Companies may be spending a lot of effort and money developing a culture, but they might not be seeing the same returns. This is particularly likely if rank-and-file workers, managers, and leaders all have different opinions about the company’s culture. Thus, employers have a need to make certain that the company conveys its beliefs to all workers in an understandable and consistent manner.
Metrics
Developing solid strategies to advance corporate objectives and goals requires evaluating organizational culture. However, how can one quantify something that could be as difficult to define as culture? Organizations can evaluate culture by carrying out the following actions after determining its essential components, which include values, the level of hierarchy, and people- and task-oriented behaviors:
- Provide a tool for cultural evaluation. Employees of the company should be able to evaluate the organization using this tool based on important cultural factors as well as on areas of the company not included in the assessment.

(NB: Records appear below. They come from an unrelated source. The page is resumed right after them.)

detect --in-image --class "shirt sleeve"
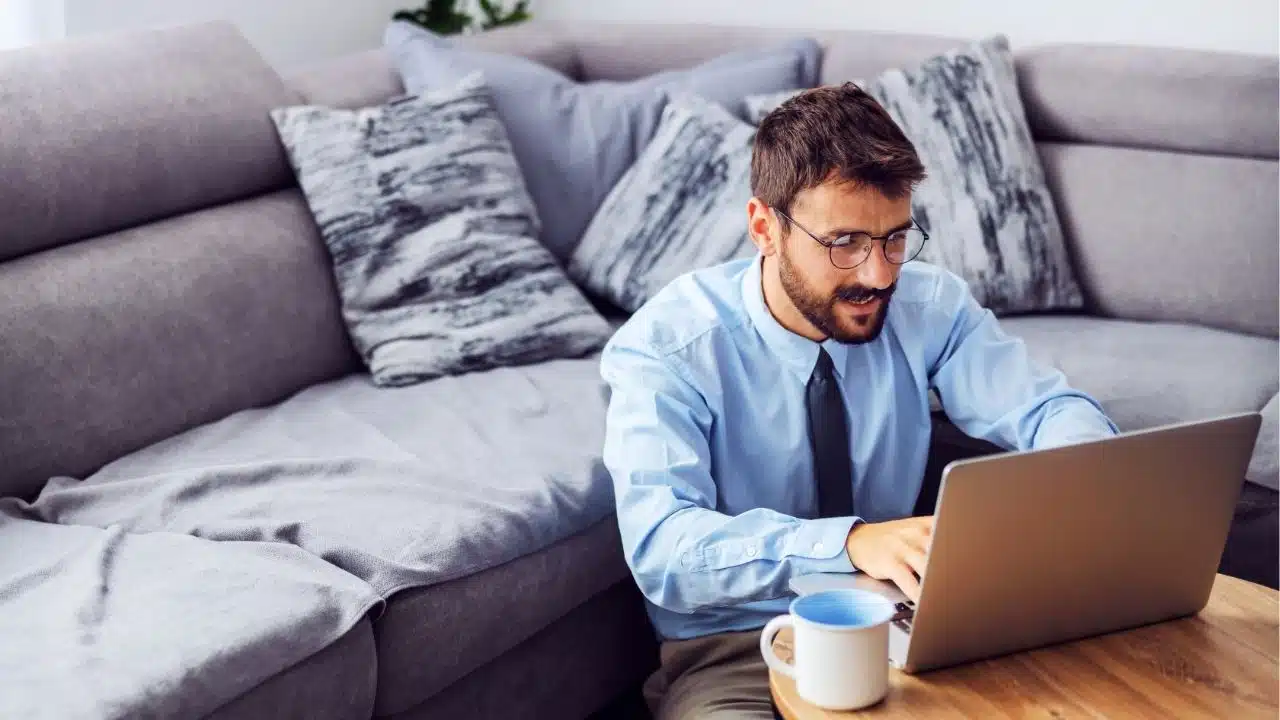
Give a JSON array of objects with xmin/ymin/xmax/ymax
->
[
  {"xmin": 931, "ymin": 275, "xmax": 1119, "ymax": 450},
  {"xmin": 600, "ymin": 336, "xmax": 855, "ymax": 614}
]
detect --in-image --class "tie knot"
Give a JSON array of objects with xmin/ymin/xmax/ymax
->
[{"xmin": 813, "ymin": 346, "xmax": 836, "ymax": 379}]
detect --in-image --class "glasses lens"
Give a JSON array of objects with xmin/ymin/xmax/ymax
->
[
  {"xmin": 831, "ymin": 233, "xmax": 876, "ymax": 269},
  {"xmin": 884, "ymin": 228, "xmax": 924, "ymax": 265}
]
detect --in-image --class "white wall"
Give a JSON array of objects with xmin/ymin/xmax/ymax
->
[
  {"xmin": 532, "ymin": 0, "xmax": 1280, "ymax": 55},
  {"xmin": 0, "ymin": 0, "xmax": 63, "ymax": 50},
  {"xmin": 15, "ymin": 0, "xmax": 1280, "ymax": 68},
  {"xmin": 62, "ymin": 0, "xmax": 421, "ymax": 69}
]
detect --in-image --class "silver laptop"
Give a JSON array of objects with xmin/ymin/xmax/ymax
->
[{"xmin": 791, "ymin": 413, "xmax": 1261, "ymax": 673}]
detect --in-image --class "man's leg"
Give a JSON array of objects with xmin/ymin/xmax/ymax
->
[{"xmin": 644, "ymin": 630, "xmax": 774, "ymax": 720}]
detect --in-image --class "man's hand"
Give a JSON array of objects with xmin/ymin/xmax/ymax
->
[{"xmin": 845, "ymin": 516, "xmax": 933, "ymax": 602}]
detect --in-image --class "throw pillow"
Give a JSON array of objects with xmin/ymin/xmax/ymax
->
[
  {"xmin": 746, "ymin": 36, "xmax": 1084, "ymax": 314},
  {"xmin": 568, "ymin": 96, "xmax": 755, "ymax": 313},
  {"xmin": 271, "ymin": 76, "xmax": 609, "ymax": 386},
  {"xmin": 384, "ymin": 22, "xmax": 822, "ymax": 260}
]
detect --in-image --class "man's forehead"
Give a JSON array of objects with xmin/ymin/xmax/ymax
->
[{"xmin": 792, "ymin": 182, "xmax": 911, "ymax": 232}]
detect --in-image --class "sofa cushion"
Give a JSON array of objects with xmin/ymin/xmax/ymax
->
[
  {"xmin": 0, "ymin": 498, "xmax": 381, "ymax": 717},
  {"xmin": 1001, "ymin": 316, "xmax": 1280, "ymax": 430},
  {"xmin": 0, "ymin": 189, "xmax": 358, "ymax": 497},
  {"xmin": 1039, "ymin": 142, "xmax": 1280, "ymax": 335},
  {"xmin": 0, "ymin": 23, "xmax": 297, "ymax": 260},
  {"xmin": 271, "ymin": 73, "xmax": 609, "ymax": 386},
  {"xmin": 385, "ymin": 22, "xmax": 819, "ymax": 260},
  {"xmin": 1018, "ymin": 44, "xmax": 1280, "ymax": 160},
  {"xmin": 1244, "ymin": 395, "xmax": 1280, "ymax": 491},
  {"xmin": 746, "ymin": 36, "xmax": 1084, "ymax": 314},
  {"xmin": 568, "ymin": 96, "xmax": 755, "ymax": 313},
  {"xmin": 374, "ymin": 515, "xmax": 629, "ymax": 715},
  {"xmin": 209, "ymin": 619, "xmax": 378, "ymax": 720}
]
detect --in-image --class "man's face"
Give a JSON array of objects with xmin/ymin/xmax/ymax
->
[{"xmin": 757, "ymin": 182, "xmax": 911, "ymax": 345}]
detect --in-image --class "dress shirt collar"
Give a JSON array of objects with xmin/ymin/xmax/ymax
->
[{"xmin": 742, "ymin": 255, "xmax": 849, "ymax": 382}]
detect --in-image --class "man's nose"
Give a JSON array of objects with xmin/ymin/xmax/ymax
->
[{"xmin": 858, "ymin": 243, "xmax": 897, "ymax": 290}]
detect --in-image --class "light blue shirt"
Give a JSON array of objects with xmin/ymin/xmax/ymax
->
[{"xmin": 600, "ymin": 258, "xmax": 1116, "ymax": 638}]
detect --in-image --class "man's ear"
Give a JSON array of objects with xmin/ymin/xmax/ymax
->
[{"xmin": 746, "ymin": 197, "xmax": 780, "ymax": 255}]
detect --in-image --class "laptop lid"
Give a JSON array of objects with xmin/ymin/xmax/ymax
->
[{"xmin": 905, "ymin": 413, "xmax": 1261, "ymax": 671}]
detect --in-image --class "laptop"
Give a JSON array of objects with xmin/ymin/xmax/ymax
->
[{"xmin": 791, "ymin": 413, "xmax": 1262, "ymax": 673}]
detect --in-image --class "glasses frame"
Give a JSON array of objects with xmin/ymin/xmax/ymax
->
[{"xmin": 773, "ymin": 208, "xmax": 929, "ymax": 270}]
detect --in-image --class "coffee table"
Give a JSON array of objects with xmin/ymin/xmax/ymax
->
[{"xmin": 769, "ymin": 575, "xmax": 1280, "ymax": 720}]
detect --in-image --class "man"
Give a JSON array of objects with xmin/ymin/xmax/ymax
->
[{"xmin": 602, "ymin": 83, "xmax": 1116, "ymax": 720}]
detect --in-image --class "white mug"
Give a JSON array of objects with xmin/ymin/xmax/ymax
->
[{"xmin": 760, "ymin": 589, "xmax": 895, "ymax": 710}]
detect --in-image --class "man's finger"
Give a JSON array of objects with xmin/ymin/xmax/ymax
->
[
  {"xmin": 890, "ymin": 562, "xmax": 920, "ymax": 602},
  {"xmin": 902, "ymin": 543, "xmax": 925, "ymax": 577}
]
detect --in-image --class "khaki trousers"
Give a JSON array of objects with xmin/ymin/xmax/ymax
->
[{"xmin": 644, "ymin": 630, "xmax": 774, "ymax": 720}]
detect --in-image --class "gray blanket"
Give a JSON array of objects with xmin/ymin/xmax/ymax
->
[
  {"xmin": 0, "ymin": 500, "xmax": 380, "ymax": 720},
  {"xmin": 0, "ymin": 360, "xmax": 613, "ymax": 716}
]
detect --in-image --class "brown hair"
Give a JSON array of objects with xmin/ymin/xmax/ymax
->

2. Carry out the evaluation. Respondents to the survey ought to represent all organizational levels, departments, divisions, and geographic locations.
3. Examine and discuss the assessment results. Discussing points of disagreement and agreement on the organizational culture is a good idea for managers and leaders.
- Hold focus groups for employees. The agreement of top management executives regarding company culture does not guarantee that employees share that perspective.
- Talk about culture until you reach an agreement on important points. Consider the question “Who are we?” & “What sets us what we are?” Businesses who realize that their present spot is not where they’d like to be might need to consider changing the organization to adopt a new culture.
Additionally useful in identifying cultural inconsistencies are cultural audits, 360-degree feedback, and assessments. The inconsistency can then be eliminated by leaders. Examine the amount of time staff members spend at customer locations, the amount of time they spend interacting with consumers, the type of training they get in customer service, and other signs that the business’s culture places a strong emphasis on customer service.
Legal Issues
If employers prioritize cultural fit throughout the process of hiring and selecting employees, they may be open to discrimination lawsuits if they do not exercise caution. Employers must take care to prevent discrimination against applicants who aren’t “just like” their hiring managers through recruiting procedures and hiring choices based on cultural fit.
Employers also need to be mindful that some organizational cultures—such as those that are strongly patriarchal or dominated by men—may have a tendency to maintain differences in pay, promotions, and other employment-related aspects. Anti-discrimination regulations may be broken by those differences.
Global Issues
Employees may be more impacted by their country’s culture than by their company’s, according to research. In order to guarantee that management and corporate procedures are suitable and will work well in those nations, organizational executives should be aware of the cultural values of the nations in which their organizations operate. In multinational businesses, organizational governance initiatives should take into account cultural differences across nations.
Within national cultures, workers have varying expectations of their administrators, and managers need to be able to adapt to these differences in expectations and respond to them accordingly. In some nations, the global organization’s prospects of success could be fatally compromised if those expectations are not fulfilled.
Global corporate mergers make these problems much more complicated. The ability of the combined organization to facilitate meaningful and insightful conversations about the newly formed company amongst individuals with diverse cultural backgrounds is critical to the success of multinational mergers.